Selon lui, le ministère est incapable de mettre fin aux violations et de sanctionner les responsables.

Sport : 300 matchs sans public et 1.400 arrestations

Le député a accusé le ministère de persister dans une logique de « restriction et interdiction » vis-à-vis des supporters, plutôt que dans une stratégie de prévention et d’organisation.

Il a évoqué plus de 300 rencontres sportives disputées sans public, ainsi que 1.400 arrestations liées à des événements sportifs.
Pour lui, les stades ne devraient pas être transformés en « zones sécuritaires fermées », mais en espaces régulés en coordination avec les structures sportives.

Relations avec les journalistes : une confiance brisée

Mohamed Ali a également dénoncé la détérioration des rapports entre le ministère et les professionnels des médias.
Il a rappelé les agressions répétées, les retenues arbitraires et les violences documentées contre des journalistes lors de couvertures de terrain, sans résultats d’enquêtes annoncés par le ministère.

Selon lui, ces faits répétés traduisent « une relation de défiance et de pression, incompatible avec le rôle républicain des forces de sécurité ».

« L’erreur politique et communicationnelle » autour de l’incident de Sidi Bou Saïd

Enfin, le député est revenu sur l’incident au port de Sidi Bou Saïd, concernant les deux navires de la flottille Soumoud, qualifié d’événement hautement sensible, touchant à la sécurité nationale et à l’image du pays.

Il estime que le ministère de l’Intérieur a affiché un « manque de préparation » et une gestion « confuse » de cette crise, notamment sur le plan communicationnel.
Ce traitement, dit-il, donne « l’impression que les institutions ne sont pas en mesure de gérer des crises touchant la souveraineté ».

On rappellera deux navires de la flottille vers Gaza, au mouillage dans la baie de Sidi Bou Saïd, avaient été attaqués par des engins incendiaires à la mi-septembre. Selon les occupants des navires et les vidéos de surveillance, des drones étaient présents lors des attaques. Les autorités tunisiennes ont d’abord démenti catégoriquement cette version, invoquant un mégot de cigarette qui aurait enflammé des gilets de sauvetage.

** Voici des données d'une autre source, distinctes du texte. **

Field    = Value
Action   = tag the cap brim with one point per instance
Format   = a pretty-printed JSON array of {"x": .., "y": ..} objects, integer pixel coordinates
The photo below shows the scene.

Après une deuxième attaque dans la nuit suivante, le ministère de l’Intérieur a publié un bref communiqué évoquant une attaque délibérée, sans nommer les assaillants. Plusieurs voix, tant nationales qu’internationales, ont alors pointé la responsabilité israélienne, mettant en lumière le manque de clarté et de coordination du ministère face à un incident à fort impact sécuritaire et diplomatique.